Trolling isn’t new — but the hierarchy has changed.

Back in the good old days of message boards and forums, trolls were a fact of life. In fact, if you were a twee 14-year-old with deeply passionate feelings about Unreal Tournament, perhaps the benefit of retrospect reveals you too occasionally verged upon such obnoxious characteristics.
Because all members of a forum were generally just normal people and an account was just an account, unless things got really bad, you just sort of learned to live with it. If nobody fed the troll, you could all get on with the discussion.
There was something democratic in all this — together, the majority set the tone, moderators helped define the house rules. Generally, the role in the hierarchy was defined by how much you contributed to the community’s success (or otherwise.)
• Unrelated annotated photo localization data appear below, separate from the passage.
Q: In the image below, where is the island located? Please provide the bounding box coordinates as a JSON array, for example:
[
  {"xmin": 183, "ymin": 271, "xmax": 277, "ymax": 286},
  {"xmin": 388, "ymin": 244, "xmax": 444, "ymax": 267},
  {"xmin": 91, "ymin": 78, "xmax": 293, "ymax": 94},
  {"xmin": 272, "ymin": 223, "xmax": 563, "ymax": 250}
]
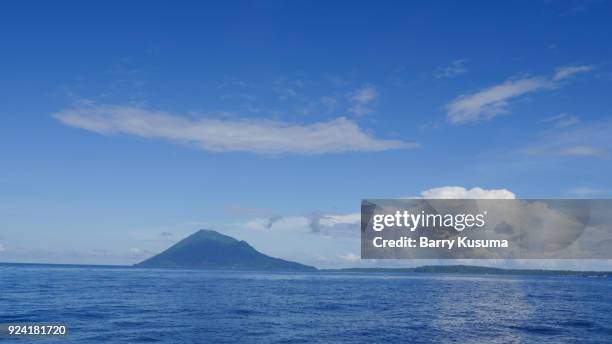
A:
[
  {"xmin": 131, "ymin": 229, "xmax": 609, "ymax": 277},
  {"xmin": 322, "ymin": 265, "xmax": 609, "ymax": 277},
  {"xmin": 134, "ymin": 229, "xmax": 316, "ymax": 271}
]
As the internet became more mainstream and normal sites and journalists moved online, comment threads soon surfaced similar examples of, shall we say, “enthusiastic disagreement”. But crucially, journalists sat in a different tier of hierarchy. They could plug their ears, mentally invoking the chasm of writer/reader divide to distance themselves from the comments.
Twitter is re-aligning the hierarchy of the reader/ writer relationship. Because any tweet sits homogeneously as the same unit of publishing, it’s a return to the forum.
And so, the global mainstream community is now being confronted with something more like the old dynamic of trolling. Even though most of it won’t be familiar with the old ways of dealing with these things, I think it’ll inevitably have to return to the time-honoured solution to disruptive human influence.
When someone’s disrupting a conversation and their goal is disruption alone, going off the rails to join them only achieves their goal. You’re simply with them or against them.
So report them to the moderators, spend your attention elsewhere and realise their input will never disappear. Not because they are part of internet culture but because they are part of human culture. And that’s much harder to escape.
The internet helps us see the world in a broader, truer light — and that’s not always pretty.